Solved: Verify that the conduction current in the wire equals the displacement current ...
Question:
Verify that the conduction current in the wire equals the displacement current between the plates of the parallel plate capacitor in the figure below.
The voltage source supplies $V_c = V_o\sin\omega {t}$.
Solution:
The question is asking us to compare if the conduction current $I_c$ and the displacement current $I_d$ are equal.
Thus, we need to calculate for each.
1. Conduction current (Ic) = ?
From the circuit, we can see that, the current flowing in the circuit is the same as the current passing through the capacitor.
Hence, we can use $I_c = C\frac{\text{d}V_c}{\text{d}t}$.
Where:
$C$ is capacitance of the capacitor. $C =\frac{ \epsilon A}{d}$
$V_c$ is the voltage across the capacitor, which is the same as the input voltage source $V_c = V_o\sin\omega{t}$.
Therefore, $I_c = C\frac{d(V_o\sin\omega t)}{dt}$
If we differentiate the voltage, we have $I_c = C V_o \omega\cos\omega t$.
Now letโs find the displacement current $I_d$.
2. Displacement current $(I_d)$ = ?
But $I_d = \int\int J_d \cdot ds$ (surface integral of displacement current density over a surface)
This is also equal to the surface integral of $\int\int\frac{\partial D}{\partial t} \cdot ds$
Where:
$D$ (is electric flux density). It can also be expressed in terms of electric field intensity ($E$) as $D = \epsilon E$
Hence, $I_d = \int\int J_d \cdot ds = \int\int\frac{\partial D}{\partial t} \cdot ds$.
But $E$ can also be expressed in terms of $\frac{V }{D} \frac{(voltage [V])}{(distance [m])}$
Hence, $D = \epsilon\frac{V }{D} \frac{(voltage [V])}{(distance [m])}$
So to solve for $I_d = \int\int\frac{\partial D}{\partial t} \cdot ds$, we need to differentiate $D$.

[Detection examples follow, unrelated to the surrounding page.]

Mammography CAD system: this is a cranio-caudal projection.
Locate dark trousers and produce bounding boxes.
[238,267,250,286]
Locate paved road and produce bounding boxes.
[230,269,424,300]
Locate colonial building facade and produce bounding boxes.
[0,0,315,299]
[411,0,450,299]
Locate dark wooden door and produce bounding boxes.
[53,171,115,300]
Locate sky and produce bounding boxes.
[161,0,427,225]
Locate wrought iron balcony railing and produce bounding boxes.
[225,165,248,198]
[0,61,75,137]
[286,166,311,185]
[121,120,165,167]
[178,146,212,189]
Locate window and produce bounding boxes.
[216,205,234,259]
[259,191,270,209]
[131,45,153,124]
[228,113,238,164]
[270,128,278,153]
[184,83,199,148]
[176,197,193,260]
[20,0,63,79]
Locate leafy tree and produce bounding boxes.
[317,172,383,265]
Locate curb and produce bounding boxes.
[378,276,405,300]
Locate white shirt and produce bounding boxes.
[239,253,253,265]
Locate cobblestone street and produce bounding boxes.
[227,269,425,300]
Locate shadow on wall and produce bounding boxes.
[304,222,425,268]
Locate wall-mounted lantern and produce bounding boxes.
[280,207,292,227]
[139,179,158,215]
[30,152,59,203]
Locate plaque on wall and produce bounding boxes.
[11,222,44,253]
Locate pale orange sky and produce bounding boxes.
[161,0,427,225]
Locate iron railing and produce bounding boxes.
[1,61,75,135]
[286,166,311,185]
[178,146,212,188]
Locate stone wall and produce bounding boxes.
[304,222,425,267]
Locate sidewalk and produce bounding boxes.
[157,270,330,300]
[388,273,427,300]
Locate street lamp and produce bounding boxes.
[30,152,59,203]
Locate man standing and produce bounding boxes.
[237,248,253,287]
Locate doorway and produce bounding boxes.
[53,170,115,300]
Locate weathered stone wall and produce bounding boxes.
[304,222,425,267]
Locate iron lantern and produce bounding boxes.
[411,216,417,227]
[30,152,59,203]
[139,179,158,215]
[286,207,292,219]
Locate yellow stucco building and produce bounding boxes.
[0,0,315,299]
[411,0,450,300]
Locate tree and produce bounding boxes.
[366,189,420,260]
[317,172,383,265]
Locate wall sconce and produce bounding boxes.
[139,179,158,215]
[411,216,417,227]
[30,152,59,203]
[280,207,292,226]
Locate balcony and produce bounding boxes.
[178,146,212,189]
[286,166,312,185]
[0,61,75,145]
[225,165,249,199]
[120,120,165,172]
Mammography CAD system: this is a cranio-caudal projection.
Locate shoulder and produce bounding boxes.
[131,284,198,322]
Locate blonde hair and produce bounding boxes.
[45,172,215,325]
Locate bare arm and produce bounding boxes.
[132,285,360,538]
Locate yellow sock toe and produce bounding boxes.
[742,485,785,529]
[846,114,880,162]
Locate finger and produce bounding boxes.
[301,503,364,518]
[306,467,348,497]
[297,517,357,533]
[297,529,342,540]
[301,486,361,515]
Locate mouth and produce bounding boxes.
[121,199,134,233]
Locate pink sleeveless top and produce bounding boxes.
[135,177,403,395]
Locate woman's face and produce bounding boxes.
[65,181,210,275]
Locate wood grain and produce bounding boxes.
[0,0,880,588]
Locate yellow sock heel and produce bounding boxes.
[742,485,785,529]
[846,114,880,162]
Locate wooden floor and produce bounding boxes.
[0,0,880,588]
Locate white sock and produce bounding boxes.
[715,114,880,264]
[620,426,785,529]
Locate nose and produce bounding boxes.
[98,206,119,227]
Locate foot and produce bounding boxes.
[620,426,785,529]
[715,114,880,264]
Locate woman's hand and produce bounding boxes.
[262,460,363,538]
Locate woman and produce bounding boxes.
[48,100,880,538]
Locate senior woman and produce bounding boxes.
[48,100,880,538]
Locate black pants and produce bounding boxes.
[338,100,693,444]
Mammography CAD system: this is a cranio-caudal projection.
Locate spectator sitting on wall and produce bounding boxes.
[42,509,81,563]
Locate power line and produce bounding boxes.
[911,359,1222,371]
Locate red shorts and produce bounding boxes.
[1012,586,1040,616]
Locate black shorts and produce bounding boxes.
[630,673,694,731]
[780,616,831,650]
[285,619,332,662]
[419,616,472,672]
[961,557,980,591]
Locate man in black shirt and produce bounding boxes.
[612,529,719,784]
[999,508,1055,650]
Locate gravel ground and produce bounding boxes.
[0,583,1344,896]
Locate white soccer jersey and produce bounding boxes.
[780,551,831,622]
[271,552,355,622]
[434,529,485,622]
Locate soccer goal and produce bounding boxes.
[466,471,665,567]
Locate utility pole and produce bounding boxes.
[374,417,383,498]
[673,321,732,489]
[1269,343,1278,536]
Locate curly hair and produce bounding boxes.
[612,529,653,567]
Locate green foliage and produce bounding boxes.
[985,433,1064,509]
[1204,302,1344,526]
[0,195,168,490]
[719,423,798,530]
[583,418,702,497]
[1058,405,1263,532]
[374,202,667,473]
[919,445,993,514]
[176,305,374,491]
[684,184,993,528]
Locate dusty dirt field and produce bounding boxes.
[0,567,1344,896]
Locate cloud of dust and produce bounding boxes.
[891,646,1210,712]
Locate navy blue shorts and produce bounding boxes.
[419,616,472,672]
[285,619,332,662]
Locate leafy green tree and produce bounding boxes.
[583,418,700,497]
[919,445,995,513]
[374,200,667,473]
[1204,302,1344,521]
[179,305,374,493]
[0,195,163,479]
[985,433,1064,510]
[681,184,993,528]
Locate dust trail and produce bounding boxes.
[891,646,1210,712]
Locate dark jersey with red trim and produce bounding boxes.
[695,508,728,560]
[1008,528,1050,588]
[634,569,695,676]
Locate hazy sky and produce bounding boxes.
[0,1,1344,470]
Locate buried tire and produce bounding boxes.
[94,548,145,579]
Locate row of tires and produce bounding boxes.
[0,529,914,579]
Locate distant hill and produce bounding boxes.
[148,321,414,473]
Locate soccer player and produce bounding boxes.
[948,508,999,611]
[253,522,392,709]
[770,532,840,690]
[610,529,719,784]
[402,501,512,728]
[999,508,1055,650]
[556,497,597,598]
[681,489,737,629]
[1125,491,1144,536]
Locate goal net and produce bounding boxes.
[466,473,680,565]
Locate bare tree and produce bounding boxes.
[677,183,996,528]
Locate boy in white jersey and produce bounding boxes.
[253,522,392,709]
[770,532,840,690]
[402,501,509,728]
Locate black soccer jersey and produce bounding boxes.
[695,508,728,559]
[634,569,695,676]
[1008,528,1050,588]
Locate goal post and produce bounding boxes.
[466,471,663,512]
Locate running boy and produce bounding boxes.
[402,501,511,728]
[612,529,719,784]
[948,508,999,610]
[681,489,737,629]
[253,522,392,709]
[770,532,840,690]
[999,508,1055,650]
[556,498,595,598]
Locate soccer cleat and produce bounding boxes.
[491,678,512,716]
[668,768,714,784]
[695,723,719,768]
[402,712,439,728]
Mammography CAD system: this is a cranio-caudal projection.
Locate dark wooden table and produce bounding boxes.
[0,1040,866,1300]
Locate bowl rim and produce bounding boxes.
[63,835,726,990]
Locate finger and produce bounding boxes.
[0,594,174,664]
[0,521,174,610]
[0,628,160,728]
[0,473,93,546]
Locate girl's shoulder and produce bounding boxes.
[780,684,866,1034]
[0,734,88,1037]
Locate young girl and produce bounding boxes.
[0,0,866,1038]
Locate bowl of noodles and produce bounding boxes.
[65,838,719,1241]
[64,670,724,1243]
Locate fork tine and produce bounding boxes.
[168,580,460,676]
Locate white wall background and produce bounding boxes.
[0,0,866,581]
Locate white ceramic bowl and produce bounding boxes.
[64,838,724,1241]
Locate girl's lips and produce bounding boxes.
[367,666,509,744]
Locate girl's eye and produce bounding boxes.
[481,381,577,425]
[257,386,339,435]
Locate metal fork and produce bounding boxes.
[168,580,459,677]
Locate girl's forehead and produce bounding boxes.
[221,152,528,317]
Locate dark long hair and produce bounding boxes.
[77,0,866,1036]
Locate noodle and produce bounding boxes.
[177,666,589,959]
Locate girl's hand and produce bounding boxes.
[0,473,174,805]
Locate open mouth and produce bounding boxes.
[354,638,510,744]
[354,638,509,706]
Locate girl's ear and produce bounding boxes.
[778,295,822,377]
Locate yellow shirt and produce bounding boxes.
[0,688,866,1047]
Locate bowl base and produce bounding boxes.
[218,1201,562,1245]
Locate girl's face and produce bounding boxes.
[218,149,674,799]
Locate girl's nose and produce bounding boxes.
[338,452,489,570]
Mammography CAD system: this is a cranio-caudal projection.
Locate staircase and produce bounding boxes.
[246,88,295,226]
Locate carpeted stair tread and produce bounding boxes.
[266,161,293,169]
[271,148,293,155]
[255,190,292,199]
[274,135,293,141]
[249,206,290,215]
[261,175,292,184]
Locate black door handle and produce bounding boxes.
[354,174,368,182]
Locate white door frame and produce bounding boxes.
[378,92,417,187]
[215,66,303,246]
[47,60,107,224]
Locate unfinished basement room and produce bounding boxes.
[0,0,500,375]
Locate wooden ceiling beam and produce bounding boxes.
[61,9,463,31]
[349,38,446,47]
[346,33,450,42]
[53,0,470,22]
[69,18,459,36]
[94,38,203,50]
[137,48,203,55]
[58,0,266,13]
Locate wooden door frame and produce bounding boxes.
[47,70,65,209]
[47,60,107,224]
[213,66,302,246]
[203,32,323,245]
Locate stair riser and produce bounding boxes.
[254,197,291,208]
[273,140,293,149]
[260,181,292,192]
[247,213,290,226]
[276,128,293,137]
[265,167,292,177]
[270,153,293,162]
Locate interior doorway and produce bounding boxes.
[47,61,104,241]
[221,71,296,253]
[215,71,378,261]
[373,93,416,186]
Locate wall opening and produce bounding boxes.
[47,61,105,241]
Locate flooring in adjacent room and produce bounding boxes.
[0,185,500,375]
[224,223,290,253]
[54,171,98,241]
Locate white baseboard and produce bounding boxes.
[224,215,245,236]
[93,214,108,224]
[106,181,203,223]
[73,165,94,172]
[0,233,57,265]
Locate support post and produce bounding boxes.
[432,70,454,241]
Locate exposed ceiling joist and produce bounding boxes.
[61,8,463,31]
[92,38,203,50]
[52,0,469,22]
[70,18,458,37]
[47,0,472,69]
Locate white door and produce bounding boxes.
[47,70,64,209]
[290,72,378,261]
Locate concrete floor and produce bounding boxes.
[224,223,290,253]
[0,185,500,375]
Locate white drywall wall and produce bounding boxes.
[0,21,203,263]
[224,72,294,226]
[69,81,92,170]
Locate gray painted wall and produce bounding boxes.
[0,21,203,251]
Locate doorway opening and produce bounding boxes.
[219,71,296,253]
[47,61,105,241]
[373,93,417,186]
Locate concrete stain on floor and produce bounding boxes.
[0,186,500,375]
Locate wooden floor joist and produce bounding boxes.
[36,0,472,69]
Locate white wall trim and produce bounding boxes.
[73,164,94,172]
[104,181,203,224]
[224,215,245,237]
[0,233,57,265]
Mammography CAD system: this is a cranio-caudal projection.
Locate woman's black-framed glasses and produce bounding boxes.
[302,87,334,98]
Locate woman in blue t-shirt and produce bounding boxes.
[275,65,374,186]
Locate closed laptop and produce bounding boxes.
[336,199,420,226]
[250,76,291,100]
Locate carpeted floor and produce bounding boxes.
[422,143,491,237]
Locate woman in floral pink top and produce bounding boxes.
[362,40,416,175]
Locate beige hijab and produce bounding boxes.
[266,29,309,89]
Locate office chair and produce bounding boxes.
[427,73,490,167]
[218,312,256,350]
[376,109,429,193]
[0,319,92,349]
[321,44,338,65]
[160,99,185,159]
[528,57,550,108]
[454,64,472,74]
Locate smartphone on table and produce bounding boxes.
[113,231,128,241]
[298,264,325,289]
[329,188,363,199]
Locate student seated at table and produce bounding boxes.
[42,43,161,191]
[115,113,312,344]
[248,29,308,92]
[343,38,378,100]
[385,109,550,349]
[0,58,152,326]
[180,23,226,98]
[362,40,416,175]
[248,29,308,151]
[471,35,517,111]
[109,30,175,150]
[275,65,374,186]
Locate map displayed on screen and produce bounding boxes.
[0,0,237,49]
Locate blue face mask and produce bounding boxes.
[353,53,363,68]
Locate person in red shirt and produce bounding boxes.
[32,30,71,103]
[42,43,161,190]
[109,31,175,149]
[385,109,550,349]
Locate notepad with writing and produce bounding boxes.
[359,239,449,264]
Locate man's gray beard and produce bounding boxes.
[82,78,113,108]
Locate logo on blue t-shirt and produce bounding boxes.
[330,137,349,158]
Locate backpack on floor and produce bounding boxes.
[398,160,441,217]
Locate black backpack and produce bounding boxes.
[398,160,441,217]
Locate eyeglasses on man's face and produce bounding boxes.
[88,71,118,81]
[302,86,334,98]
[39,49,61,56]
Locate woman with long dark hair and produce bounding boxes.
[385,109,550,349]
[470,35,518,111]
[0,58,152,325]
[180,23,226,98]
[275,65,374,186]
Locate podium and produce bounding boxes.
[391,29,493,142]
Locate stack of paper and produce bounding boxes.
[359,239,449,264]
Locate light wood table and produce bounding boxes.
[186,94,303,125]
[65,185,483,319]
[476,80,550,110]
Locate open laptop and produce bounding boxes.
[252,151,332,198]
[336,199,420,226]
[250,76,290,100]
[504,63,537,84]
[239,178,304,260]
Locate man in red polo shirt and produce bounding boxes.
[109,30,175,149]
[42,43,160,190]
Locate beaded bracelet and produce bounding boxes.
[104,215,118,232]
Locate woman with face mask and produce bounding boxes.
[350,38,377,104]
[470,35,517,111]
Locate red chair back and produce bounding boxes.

Therefore, $I_d = \int\int\frac{\partial D}{\partial t} \cdot ds$.
$\frac{\partial D}{\partial t} = \frac{\epsilon\cdot V_o}{d} \omega\cos\omega t$
$I_d = \int\int(\frac{\epsilon\cdot V_o}{d} \omega\cos\omega t) \cdot ds $
$= \int\int ds (\frac{\epsilon\cdot V_o}{d} \omega\cos\omega t) $.
$\int\int ds$ = Area of the surface $(A)$
By substituting $A$, $I_d = A (\frac{\epsilon\cdot V_o}{d} \omega\cos\omega t)$
Remember that $C = \frac{\epsilon A}{d}$
Therefore, $I_d = C V_o\omega\cos\omega t$.
So in conclusion, by comparing $I_c$ and $I_d$, we can see that they are equal. i.e., $I_c = I_d = C V_o\omega\cos\omega t$.